Recent trends suggest Kenyan banks continue closing ATMs as they expand their branch network, reflecting a shift towards alternative digital and agency banking solutions to meet customers' cash needs.
According to the latest annual report from the Central Bank of Kenya (CBK), ATMs dropped by 19 last year, bringing the total down to 2,282 from 2,301 in 2022. Meanwhile, bank branches increased by 36, reaching 1,511 from 1,475 over the same period.
The CBK attributes the decline in ATMs to the growing adoption of agency, mobile, and digital banking services. "The number of ATMs decreased due to the adoption of alternative banking channels in the banking industry," the report states.
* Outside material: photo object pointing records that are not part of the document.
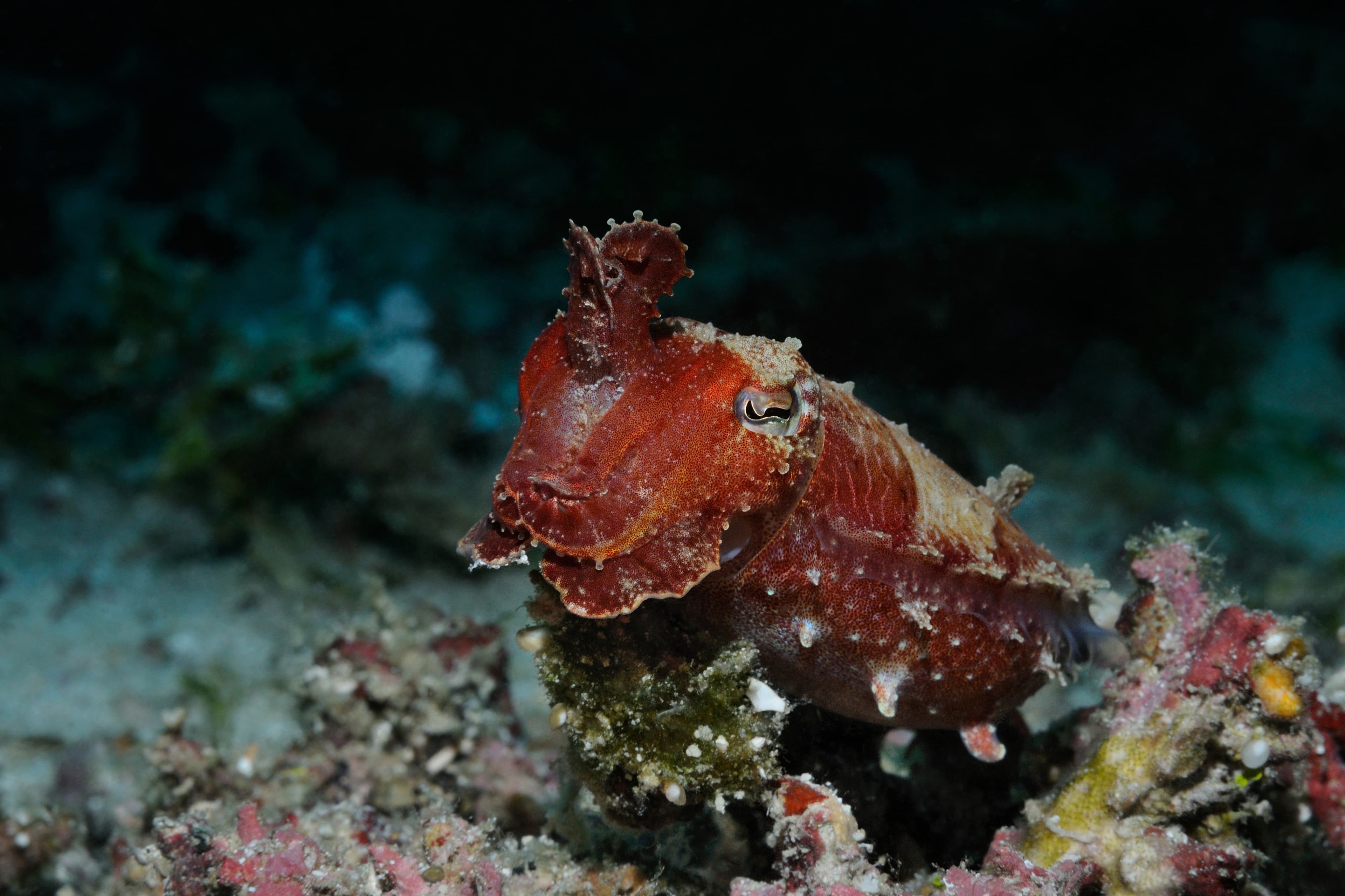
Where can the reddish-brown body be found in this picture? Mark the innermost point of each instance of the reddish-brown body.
(653, 461)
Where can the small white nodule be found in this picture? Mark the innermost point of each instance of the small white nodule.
(1255, 752)
(533, 638)
(560, 715)
(885, 687)
(763, 699)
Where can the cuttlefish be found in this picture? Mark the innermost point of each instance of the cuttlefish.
(661, 458)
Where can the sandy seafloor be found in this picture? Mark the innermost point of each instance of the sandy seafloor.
(115, 609)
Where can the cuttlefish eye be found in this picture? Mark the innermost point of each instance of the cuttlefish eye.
(766, 412)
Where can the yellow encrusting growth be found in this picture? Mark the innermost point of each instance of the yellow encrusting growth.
(1274, 685)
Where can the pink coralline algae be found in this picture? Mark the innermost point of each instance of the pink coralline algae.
(1212, 727)
(342, 851)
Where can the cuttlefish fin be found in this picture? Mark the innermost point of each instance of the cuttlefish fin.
(668, 565)
(614, 292)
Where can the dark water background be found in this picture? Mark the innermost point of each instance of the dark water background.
(283, 263)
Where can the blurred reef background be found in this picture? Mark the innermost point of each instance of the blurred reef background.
(267, 275)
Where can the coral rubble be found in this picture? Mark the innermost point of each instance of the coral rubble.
(658, 715)
(1214, 767)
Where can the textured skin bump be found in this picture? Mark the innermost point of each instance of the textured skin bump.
(875, 580)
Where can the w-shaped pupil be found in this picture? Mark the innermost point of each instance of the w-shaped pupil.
(771, 414)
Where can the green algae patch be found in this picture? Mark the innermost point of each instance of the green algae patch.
(658, 715)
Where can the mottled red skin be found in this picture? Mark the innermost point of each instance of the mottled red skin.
(875, 580)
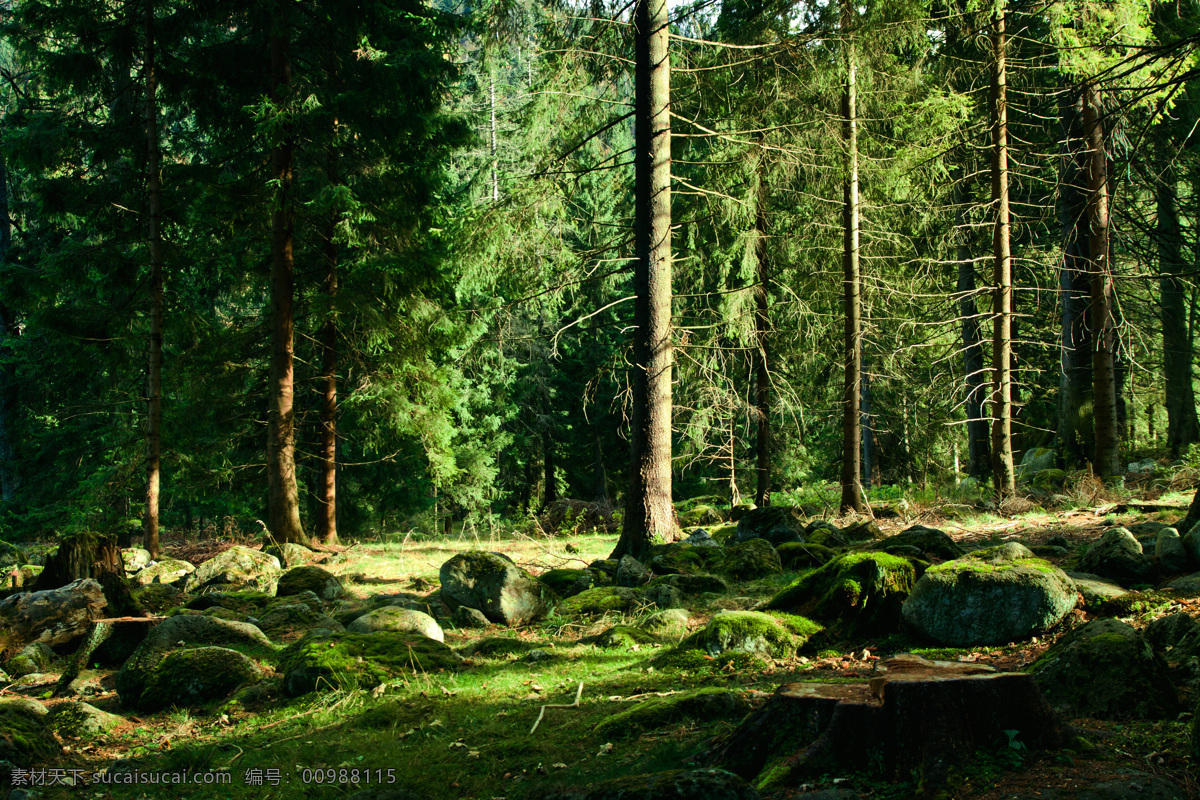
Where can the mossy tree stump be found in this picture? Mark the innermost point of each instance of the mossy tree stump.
(917, 719)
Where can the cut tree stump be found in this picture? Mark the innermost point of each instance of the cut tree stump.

Throughout last year, banks optimized the deployment of ATMs, adding and removing machines as needed. The most significant additions occurred in July 2023, with 43 new ATMs installed, while December 2023 saw the largest reduction, with 23 ATMs taken out of service.
Over the past decade, the rise of agency and digital banking has shifted many traditional banking functions away from ATMs and branches.
ATMs, which primarily offer cash withdrawal services, have been upgraded to handle cash and cheque deposits. Meanwhile, bank agents serve as mini-branches, providing services close to customers' homes or workplaces.
In 2023, banks added about 4,409 agents, totalling 82,780. The top retail banks with millions of customers, such as Equity Bank Limited, KCB Bank Group Kenya, and Co-operative Bank of Kenya, accounted for over 90% of these agents. These agents offer various services, including cash deposits, withdrawals, bill payments, balance inquiries, and fund transfers.
As Kenyan banks continue to adapt to the evolving financial landscape, the reduction in ATMs and the rise of digital and agency banking reflect the growth of financial inclusion in the East African nation and the industry's efforts to provide more convenient and accessible services.